Door remains open: MMQB takes a tour of Steve Sabol’s office; still intact at NFL Films

Definitely make some time to read this story by Emily Kaplan of MMQB about Steve Sabol’s office at NFL Films. Feels good to know that everything remains untouched nearly two years after his death.

From the story:

The door to Steve Sabol’s office remains open, as always. The lights are on and the computer is plugged in, even though the man who worked behind the large mahogany desk, with a nameplate that reads “King of Football Movies,” died nearly two years ago, at 69, of a tumor on the left side of his brain. Despite his absence, his life’s work pulsates inside these four tan walls, filling the 21-by-22-foot room with a creative energy that spills into the hallways of NFL Films.

Here, in a hideaway corner on the second floor, is where Sabol reviewed highlight films, edited scripts, read as many as five books a week, snipped passages from poems and hosted 5 o’clock cocktails on Fridays. It is where the visionary helped mythologize football, and where the man’s legacy lives on.

A few days after Sabol’s passing, a janitor locked the office. When the staff returned to work the next morning, the building didn’t seem right. NFL Films COO Howard Katz had an assistant unlock the oak door, and it hasn’t been shut since. The space has become a sanctuary for protégés to brainstorm, and a gathering place for an occasional Ketel One on the rocks. Everything in the office remains exactly as Sabol left it, down to the lunch order he scribbled on a white post-it note in September 2012: a wrap and a smoothie.

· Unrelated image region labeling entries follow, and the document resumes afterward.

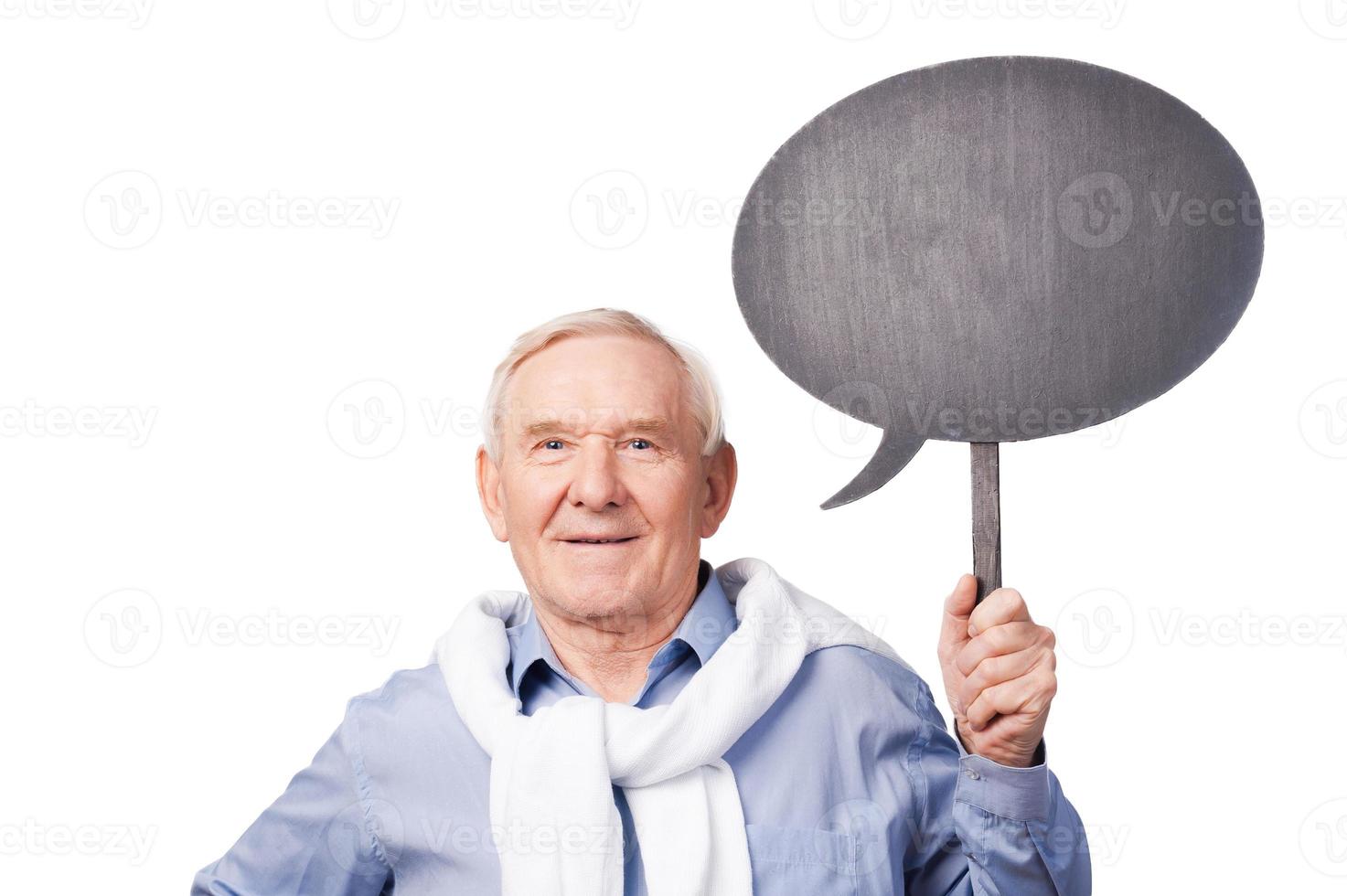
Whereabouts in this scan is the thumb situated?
[940,572,978,646]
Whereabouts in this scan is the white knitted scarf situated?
[433,558,901,896]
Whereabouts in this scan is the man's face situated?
[476,336,735,618]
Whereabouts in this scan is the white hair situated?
[482,308,724,462]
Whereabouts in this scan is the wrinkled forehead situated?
[499,336,695,439]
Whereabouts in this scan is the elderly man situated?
[193,308,1090,896]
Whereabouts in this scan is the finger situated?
[968,588,1032,637]
[965,671,1057,731]
[940,572,978,649]
[955,623,1057,675]
[959,645,1057,706]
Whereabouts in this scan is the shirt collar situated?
[507,560,738,697]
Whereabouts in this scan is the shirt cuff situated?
[954,733,1052,822]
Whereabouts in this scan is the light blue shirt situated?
[191,560,1090,896]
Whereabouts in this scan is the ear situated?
[476,444,509,541]
[701,442,740,538]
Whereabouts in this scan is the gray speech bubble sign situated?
[732,57,1264,508]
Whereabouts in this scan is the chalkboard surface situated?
[732,57,1264,508]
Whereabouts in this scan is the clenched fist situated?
[937,574,1057,768]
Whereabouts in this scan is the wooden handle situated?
[968,442,1000,603]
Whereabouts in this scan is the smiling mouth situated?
[563,535,636,544]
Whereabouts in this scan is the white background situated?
[0,0,1347,895]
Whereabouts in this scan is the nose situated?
[567,439,626,511]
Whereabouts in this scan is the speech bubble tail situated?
[819,430,925,511]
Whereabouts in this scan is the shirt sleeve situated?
[191,698,393,896]
[903,683,1091,896]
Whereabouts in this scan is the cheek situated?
[505,475,566,535]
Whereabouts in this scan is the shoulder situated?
[342,663,476,756]
[796,644,945,728]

“Every time I walk by, I say, ‘Hi boss,’ ” says Ken Rodgers, a senior supervising producer. “Maybe you think I’m crazy. Maybe I sound crazy. But I still feel his presence here, like he is still sitting at that desk. It is as if he never left.”

Later, Kaplan writes:

Yet there are also large patches of exposed corkboard, a reminder that Sabol left us too soon. On the board to the right he usually posted items about the current season: articles he liked, trends he noticed. Save for a printout of a Washington Post article and a 2012 calendar—turned to the month of September, when he passed—there are few markers of time.

One notecard offers a clue. It is a note Sabol posted while he was undergoing treatment after aphasia began to take his voice.

“Listening to me is like a blocked punt,” it reads. “Life is a process of reinvention… moving on.”